Maintaining both an ipAddr/hostName plus nodeAddr with the same information, which can become inconsistent is error prone. For example what do you do when the ipAddr and the nodeAddr disagree?
They should never disagree because the nodeAddr is based on the ipAddr, and when the nodeAddr is changed, so is the ipAddr.
The ipAddr field for a DataNode ID should never change because it (and the xferPort) are the unique key for a DataNode.
They will change when a pre-existing node, say one with the same storage id, is updated with the new info.
We also now have to worry about the state where we're both resolved and unresolved.
We need to worry about that case just like the code did before. Let's say the exclude list has hostnames. A node registration occurs but there's a dns hiccup so all we have is its ip. Your proposed patch may let the node in whereas the existing code (and my patch) will block the node.
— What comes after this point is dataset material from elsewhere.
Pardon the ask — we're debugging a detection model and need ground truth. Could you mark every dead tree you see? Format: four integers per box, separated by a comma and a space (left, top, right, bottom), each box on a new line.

What do you think of the attached patch? It sets the DatanodeID hostname field at registration time (like the IP addr) ...
The patch appears to change the way the include and exclude work by trusting who the datanode claims to be. What if a datanode "lies" about who it is? Or if a dns hiccup occurs when the datanode is going to register? It sends its name as an ip, but the exclude list only has hosts. There are a number of scenarios where a datanode could bypass the include/exclude list, which is why we should never trust the client.
... using the same lookup we do today and replaces the two problematic lookups with uses of this field.
Unless I've overlooked something, there's only one lookup that occurs?
I'll post a minor rev for consideration that should further ensure the fields never go out of sync.